Orbital Sciences Corporation (NYSE: ORB), one of the world’s leading space technology companies, today announced the Amazonas 4A commercial communications satellite, built by the company for HISPASAT S.A. of Spain, was successfully launched into orbit aboard an Ariane 5 ECA rocket on Saturday, March 22, 2014. Lift-off occurred at 6:04 p.m. EDT from the European spaceport at Kourou, French Guiana. The satellite was successfully deployed approximately 35 minutes into the mission, placing it into its targeted geosynchronous transfer orbit. HISPASAT and Orbital engineers have begun a comprehensive series of in-orbit tests to verify all spacecraft systems are functioning properly before it is officially turned over to HISPASAT for full operational control and commencement of commercial service.
“The initial check-out and testing process indicates the Amazonas 4A mission is proceeding smoothly,” said Mr. Christopher Richmond, Orbital’s Senior Vice President of Communications Satellites. “With the growing demand for expanded communications services in the South American region, we are proud to be a part of the HISPASAT team in its quest to meet this demand and we look forward to successful commissioning of the spacecraft in the coming weeks.”
Amazonas 4A marks the 150th Orbital-built satellite to have been completed and delivered to commercial, civil government and national security customers over the past 32 years. Amazonas 4A is the 33rd satellite Orbital has produced based on its successful GEOStar commercial communications satellite platform, which supports all types of commercial communications payloads and is compatible with all major commercial launchers. Orbital-built satellites have now amassed about 1,100 years of in-orbit experience, a number that will continue to grow as the company is scheduled to deploy up to nine spacecraft in 2014 for commercial communications, space station logistics, scientific research and national security missions.
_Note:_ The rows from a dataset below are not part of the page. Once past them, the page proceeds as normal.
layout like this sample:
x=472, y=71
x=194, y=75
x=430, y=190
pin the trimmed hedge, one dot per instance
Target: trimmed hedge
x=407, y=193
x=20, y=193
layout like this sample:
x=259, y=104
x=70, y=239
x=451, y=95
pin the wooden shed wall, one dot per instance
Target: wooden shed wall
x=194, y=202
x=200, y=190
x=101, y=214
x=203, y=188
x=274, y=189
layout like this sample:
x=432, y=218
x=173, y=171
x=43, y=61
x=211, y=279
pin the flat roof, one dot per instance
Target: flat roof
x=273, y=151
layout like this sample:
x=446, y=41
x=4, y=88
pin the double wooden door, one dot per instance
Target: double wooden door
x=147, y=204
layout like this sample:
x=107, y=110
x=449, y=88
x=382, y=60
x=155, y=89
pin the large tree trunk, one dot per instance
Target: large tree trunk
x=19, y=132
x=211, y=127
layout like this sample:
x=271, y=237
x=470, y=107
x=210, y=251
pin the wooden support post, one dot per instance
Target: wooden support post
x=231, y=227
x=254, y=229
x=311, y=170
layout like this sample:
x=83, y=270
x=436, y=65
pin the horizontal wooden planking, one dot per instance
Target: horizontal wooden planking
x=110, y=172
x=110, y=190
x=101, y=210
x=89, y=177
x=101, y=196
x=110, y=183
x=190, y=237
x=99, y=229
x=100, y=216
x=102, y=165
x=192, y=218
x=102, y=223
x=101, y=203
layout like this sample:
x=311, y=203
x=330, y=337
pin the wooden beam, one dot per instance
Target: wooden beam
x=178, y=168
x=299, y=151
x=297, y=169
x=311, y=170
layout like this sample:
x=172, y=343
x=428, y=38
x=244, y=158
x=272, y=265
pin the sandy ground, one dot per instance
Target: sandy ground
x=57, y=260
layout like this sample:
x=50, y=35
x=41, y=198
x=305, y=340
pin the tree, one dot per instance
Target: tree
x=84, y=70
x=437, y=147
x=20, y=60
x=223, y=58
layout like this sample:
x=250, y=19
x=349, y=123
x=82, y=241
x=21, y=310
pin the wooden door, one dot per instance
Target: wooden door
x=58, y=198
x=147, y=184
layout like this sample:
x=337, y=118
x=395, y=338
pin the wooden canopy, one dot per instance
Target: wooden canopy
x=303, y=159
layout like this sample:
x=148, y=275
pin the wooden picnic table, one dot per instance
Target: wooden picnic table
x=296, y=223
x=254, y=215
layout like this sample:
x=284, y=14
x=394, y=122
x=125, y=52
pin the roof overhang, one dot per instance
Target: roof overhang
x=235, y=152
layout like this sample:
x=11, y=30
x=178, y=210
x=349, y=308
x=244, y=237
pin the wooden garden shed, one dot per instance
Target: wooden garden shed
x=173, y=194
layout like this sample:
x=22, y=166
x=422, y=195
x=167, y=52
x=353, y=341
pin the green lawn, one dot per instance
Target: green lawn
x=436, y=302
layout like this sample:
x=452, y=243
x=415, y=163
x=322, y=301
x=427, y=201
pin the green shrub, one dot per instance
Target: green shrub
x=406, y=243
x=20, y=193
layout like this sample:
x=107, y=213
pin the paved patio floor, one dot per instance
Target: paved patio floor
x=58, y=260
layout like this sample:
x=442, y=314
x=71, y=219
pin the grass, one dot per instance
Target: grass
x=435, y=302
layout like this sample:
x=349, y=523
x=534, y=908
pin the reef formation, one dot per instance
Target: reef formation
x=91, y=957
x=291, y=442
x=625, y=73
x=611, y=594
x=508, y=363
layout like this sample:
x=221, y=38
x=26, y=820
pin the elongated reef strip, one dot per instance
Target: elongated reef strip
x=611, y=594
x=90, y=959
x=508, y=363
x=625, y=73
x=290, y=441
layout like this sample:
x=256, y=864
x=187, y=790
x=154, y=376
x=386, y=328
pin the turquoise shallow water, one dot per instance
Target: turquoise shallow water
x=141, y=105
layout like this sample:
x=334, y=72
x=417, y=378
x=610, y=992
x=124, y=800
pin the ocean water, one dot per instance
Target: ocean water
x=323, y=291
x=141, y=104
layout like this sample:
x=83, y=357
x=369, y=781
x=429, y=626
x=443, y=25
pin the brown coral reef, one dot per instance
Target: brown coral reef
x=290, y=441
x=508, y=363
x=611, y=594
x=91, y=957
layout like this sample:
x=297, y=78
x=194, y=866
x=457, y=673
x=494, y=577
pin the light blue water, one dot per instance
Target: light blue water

At launch, Amazonas 4A weighted approximately 3,000 kg. With its solar arrays extended, it measures 23 meters wide and nearly 5 meters tall, with two deployable reflectors and a Ku-band payload featuring 24 active transponders that will provide voice, wireless backhaul, internet and media application services to South America. Amazonas 4A will generate approximately 5.0 kilowatts of payload power and is designed for a 15-year mission life.